Ever since the 1980s, every government of either political stripe has operated in a post-Thatcherite shadow. This was true of Labour from 1997 to 2010, which felt constrained by the Thatcherite settlement. For the Tory party, though, the impact was more profound. To Tory policymakers, Thatcherism bequeathed a supposedly virtuous circle of private wealth, sound money, low borrowing, lower taxes and reductions in public spending that has dominated policy ever since.

Post-Thatcher Conservative governments have become much more socially liberal than Thatcher’s were. None of them, though, has managed to make an equivalent journey towards a more pragmatic and centrist form of political economy. A recent member of the cabinet, now on the backbenches, told me privately a few weeks back that the party remains “mentally shackled”.

There is a ferment of thinking on many issues across the Tory party. But the Conservatives remain intensely wary of accepting that Thatcherism’s time has passed.With the exception of the party’s embrace of the NHS, about which May made some historically simplistic claims on Monday, there is strikingly little appetite for connecting with its admirably practical postwar and pre-Thatcher traditions of public investment(in housing, for example) and readiness for tax increases where necessary, whether for social or economic policy reasons. May’s 2017 manifesto made a rhetorical attempt to break with Thatcherite ideas, but the election loss meant the effort to plot a new course was effectively abandoned.

Two things make this a pressing issue for the May government and for the Tory party in the next decade. The first is that post-Thatcherism and austerity have simply run their political course. This is encapsulated in the inescapable need for some higher spending, and for the means to pay for it, not just on the NHS but on care, housing and education. Neither lower taxes nor fiscal austerity address the needs of the nation any longer, especially after Brexit.

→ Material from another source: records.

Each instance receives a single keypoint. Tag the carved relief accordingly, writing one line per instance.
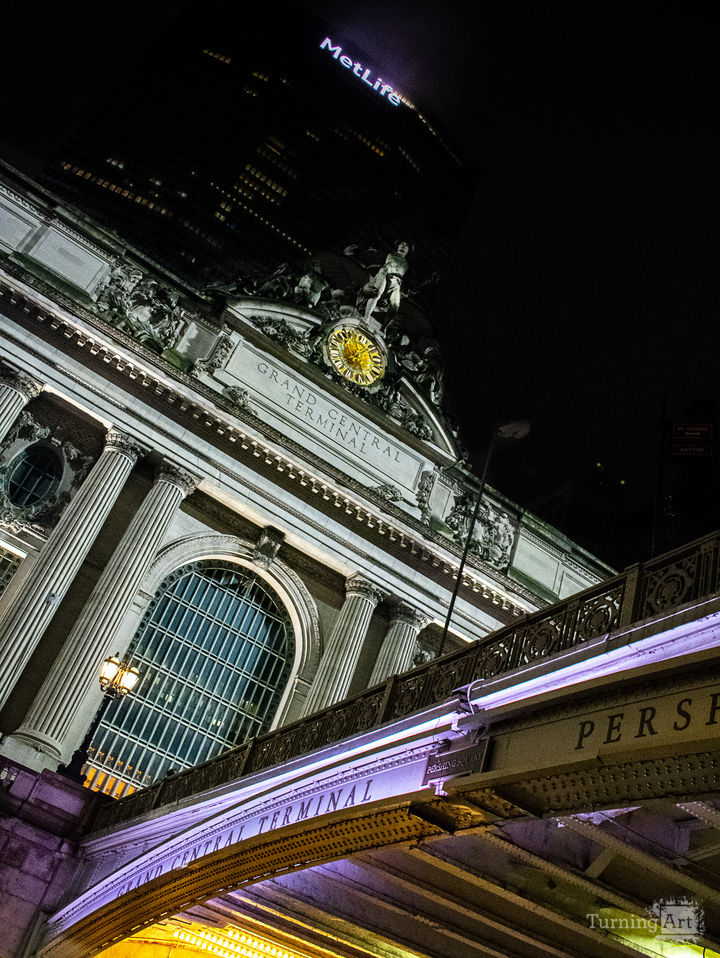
(425, 487)
(493, 534)
(218, 355)
(267, 547)
(149, 311)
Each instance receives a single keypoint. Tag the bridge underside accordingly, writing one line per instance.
(483, 878)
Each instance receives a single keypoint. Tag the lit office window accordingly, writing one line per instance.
(33, 476)
(215, 650)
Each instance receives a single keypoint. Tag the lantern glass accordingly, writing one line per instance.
(128, 680)
(109, 670)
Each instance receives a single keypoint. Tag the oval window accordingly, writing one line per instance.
(33, 476)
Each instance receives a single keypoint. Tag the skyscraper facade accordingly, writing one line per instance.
(226, 148)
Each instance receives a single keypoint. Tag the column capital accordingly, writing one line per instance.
(409, 615)
(357, 585)
(116, 441)
(27, 386)
(169, 472)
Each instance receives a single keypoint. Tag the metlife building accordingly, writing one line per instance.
(227, 151)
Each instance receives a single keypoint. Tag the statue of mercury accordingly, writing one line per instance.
(388, 279)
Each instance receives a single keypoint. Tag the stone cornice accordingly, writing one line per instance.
(205, 408)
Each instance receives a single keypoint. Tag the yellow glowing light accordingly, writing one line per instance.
(355, 355)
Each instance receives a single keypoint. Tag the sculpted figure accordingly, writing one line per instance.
(387, 281)
(311, 286)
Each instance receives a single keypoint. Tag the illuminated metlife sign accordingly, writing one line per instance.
(366, 75)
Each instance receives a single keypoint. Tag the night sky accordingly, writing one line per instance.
(584, 293)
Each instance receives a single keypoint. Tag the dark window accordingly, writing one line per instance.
(215, 650)
(33, 476)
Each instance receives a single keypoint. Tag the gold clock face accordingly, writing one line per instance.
(355, 356)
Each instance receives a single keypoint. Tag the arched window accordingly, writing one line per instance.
(215, 649)
(33, 476)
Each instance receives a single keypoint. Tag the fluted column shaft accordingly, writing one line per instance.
(16, 391)
(397, 647)
(33, 605)
(75, 672)
(342, 651)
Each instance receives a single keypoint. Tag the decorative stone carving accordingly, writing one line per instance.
(408, 615)
(383, 290)
(424, 370)
(424, 491)
(147, 310)
(311, 286)
(119, 442)
(493, 534)
(218, 355)
(493, 537)
(169, 472)
(357, 585)
(280, 330)
(388, 492)
(267, 547)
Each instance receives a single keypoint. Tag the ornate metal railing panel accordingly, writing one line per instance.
(642, 591)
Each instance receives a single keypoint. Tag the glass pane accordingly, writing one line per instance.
(215, 649)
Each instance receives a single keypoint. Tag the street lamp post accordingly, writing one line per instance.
(512, 430)
(117, 678)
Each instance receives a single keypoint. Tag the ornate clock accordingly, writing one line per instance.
(355, 355)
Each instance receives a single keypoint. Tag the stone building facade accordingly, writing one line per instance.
(272, 458)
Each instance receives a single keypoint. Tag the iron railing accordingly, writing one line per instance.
(641, 591)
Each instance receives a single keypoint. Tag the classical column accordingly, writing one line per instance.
(397, 647)
(74, 676)
(33, 605)
(16, 391)
(343, 647)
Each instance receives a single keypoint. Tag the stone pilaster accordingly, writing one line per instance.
(48, 726)
(16, 391)
(396, 651)
(343, 647)
(33, 605)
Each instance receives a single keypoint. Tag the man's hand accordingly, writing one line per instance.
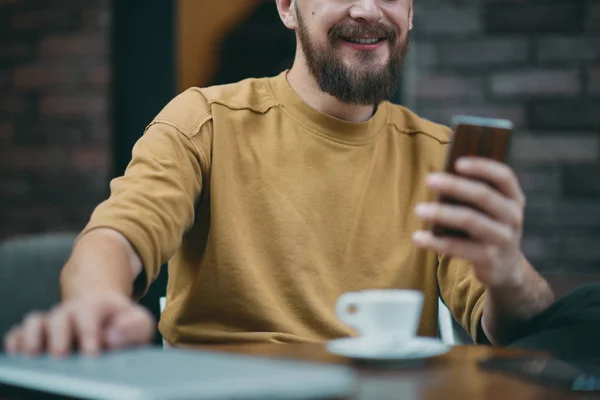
(493, 218)
(91, 324)
(494, 222)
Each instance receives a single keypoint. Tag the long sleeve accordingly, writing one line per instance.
(462, 293)
(153, 203)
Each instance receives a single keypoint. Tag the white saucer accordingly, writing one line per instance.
(378, 349)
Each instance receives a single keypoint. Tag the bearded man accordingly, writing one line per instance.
(272, 197)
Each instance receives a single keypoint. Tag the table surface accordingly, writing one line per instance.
(454, 375)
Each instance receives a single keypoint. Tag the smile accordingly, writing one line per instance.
(364, 40)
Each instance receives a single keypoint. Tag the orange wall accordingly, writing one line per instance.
(201, 26)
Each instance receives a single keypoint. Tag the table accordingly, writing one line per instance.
(454, 375)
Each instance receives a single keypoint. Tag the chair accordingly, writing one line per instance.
(30, 268)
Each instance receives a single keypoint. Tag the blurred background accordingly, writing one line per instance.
(80, 80)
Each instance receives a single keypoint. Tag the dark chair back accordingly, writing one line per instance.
(30, 269)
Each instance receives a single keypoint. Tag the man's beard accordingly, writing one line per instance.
(361, 85)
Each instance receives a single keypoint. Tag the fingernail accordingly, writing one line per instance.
(90, 346)
(463, 163)
(423, 210)
(115, 337)
(433, 179)
(420, 236)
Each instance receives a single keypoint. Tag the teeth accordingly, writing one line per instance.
(364, 41)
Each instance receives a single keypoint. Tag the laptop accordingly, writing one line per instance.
(151, 373)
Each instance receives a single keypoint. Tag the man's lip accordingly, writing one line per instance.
(364, 47)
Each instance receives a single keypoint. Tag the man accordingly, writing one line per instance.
(272, 197)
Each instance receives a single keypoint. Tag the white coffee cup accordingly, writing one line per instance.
(382, 313)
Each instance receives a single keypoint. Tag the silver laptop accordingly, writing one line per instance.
(154, 373)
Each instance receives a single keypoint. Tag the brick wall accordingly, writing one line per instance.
(538, 64)
(54, 122)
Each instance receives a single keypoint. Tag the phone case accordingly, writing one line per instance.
(475, 136)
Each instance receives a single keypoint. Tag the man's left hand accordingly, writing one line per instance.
(494, 222)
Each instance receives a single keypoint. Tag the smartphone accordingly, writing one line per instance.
(474, 136)
(573, 376)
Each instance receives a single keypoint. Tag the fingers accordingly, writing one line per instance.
(84, 324)
(33, 335)
(12, 341)
(60, 333)
(480, 195)
(500, 175)
(87, 323)
(133, 327)
(479, 227)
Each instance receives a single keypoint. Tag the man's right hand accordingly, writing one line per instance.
(89, 324)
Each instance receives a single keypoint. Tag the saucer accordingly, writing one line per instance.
(380, 349)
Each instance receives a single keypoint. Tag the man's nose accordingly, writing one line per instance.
(366, 10)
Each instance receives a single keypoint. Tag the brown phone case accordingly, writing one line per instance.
(474, 136)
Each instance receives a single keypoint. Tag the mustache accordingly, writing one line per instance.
(374, 30)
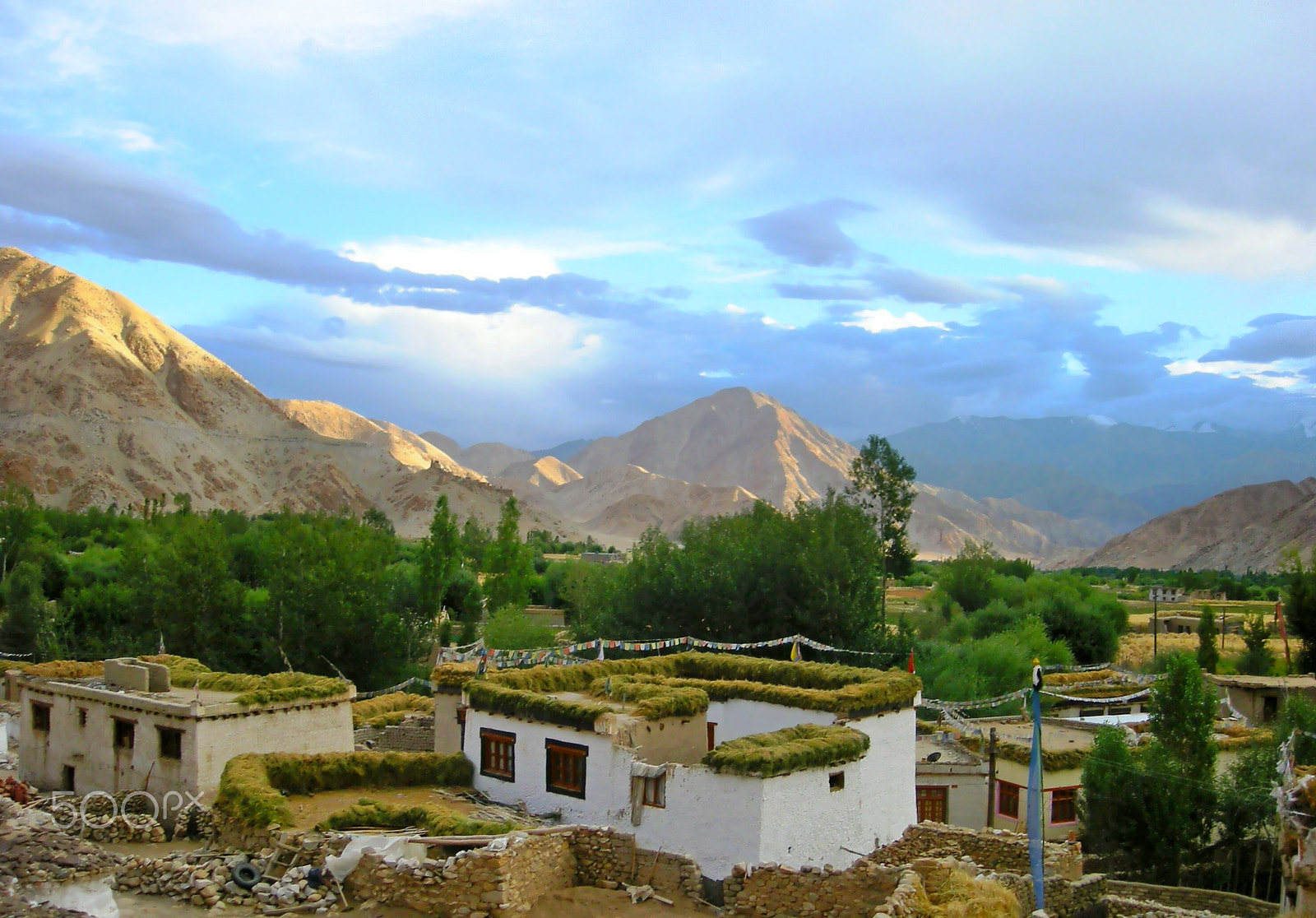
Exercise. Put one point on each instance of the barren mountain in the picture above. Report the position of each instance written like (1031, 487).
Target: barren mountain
(103, 403)
(732, 438)
(1249, 526)
(618, 504)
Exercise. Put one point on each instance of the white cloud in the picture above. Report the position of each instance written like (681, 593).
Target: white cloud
(882, 320)
(1214, 241)
(493, 259)
(515, 344)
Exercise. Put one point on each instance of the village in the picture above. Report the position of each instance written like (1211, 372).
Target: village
(690, 781)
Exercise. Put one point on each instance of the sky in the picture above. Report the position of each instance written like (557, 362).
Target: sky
(543, 221)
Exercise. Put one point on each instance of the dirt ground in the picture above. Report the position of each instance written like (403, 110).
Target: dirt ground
(592, 902)
(311, 809)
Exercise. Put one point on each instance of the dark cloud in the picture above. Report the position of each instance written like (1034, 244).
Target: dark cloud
(1274, 337)
(809, 233)
(57, 199)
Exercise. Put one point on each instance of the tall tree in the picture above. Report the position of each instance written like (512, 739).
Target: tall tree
(508, 562)
(24, 610)
(1208, 656)
(885, 483)
(440, 558)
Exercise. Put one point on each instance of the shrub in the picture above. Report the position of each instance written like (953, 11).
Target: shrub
(790, 750)
(250, 784)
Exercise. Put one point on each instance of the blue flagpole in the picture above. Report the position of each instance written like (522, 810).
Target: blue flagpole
(1035, 792)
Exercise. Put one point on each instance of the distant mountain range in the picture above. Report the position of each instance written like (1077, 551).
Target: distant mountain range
(102, 403)
(1240, 529)
(1118, 474)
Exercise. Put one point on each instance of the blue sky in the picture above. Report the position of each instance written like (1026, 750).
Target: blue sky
(532, 221)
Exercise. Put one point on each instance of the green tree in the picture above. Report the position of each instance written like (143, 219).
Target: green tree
(440, 558)
(883, 481)
(508, 562)
(1257, 659)
(1208, 654)
(24, 610)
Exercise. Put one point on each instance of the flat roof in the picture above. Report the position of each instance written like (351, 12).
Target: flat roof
(1307, 682)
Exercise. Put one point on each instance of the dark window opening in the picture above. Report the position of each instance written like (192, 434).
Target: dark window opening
(39, 717)
(656, 790)
(1063, 805)
(125, 734)
(498, 753)
(171, 744)
(565, 767)
(1007, 799)
(932, 804)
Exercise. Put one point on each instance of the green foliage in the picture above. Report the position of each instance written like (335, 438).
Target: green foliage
(1258, 659)
(1208, 654)
(758, 575)
(511, 629)
(250, 784)
(790, 750)
(1157, 809)
(434, 819)
(688, 682)
(392, 707)
(883, 484)
(440, 558)
(24, 612)
(508, 562)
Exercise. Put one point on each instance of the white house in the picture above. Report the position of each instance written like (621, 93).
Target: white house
(723, 758)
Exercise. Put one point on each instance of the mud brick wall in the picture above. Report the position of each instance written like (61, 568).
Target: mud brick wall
(1195, 900)
(415, 734)
(473, 884)
(772, 889)
(994, 850)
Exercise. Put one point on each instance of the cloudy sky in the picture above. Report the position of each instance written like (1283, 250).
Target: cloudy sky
(537, 221)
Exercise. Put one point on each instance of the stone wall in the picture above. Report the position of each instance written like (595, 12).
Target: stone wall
(1195, 900)
(471, 884)
(415, 734)
(995, 850)
(770, 889)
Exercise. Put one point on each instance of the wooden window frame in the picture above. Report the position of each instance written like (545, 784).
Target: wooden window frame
(490, 737)
(655, 792)
(938, 793)
(177, 735)
(1002, 786)
(39, 717)
(120, 722)
(1070, 799)
(557, 750)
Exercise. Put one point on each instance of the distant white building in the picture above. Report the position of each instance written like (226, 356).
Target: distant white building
(559, 742)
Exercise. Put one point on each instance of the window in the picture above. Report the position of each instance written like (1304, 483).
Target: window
(932, 804)
(656, 790)
(498, 753)
(1007, 799)
(565, 767)
(39, 717)
(1063, 805)
(171, 742)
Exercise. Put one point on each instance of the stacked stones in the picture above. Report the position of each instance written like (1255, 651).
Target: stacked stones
(296, 888)
(820, 892)
(203, 883)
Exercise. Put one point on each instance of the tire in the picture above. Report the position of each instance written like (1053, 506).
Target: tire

The second pressing issue is that Labour appears committed not just to break with the post-Thatcherism of New Labour but to roll back the entire Thatcherite settlement to the supposedly prelapsarian 1970s. This is helping to create an inviting space in the political centre ground, which the Tories may be better at filling than Labour under Jeremy Corbyn’s eventual successor. A space that beckons for a post-Brexit centre-right party, perhaps under a leader like Ruth Davidson.

So, the conditions exist for this to happen. But will it? That is another matter, and it all depends on how wedded the next generation of Conservative leaders are to the dogmas of Thatcherism and austerity In a famous observation, Antonio Gramsci wrote of his sense that the old order was dying but the new was struggling to be born. You could say exactly the same about the Conservative party of Theresa May as it grapples with an issue which will define it for the 2020s, whatever happens on Brexit.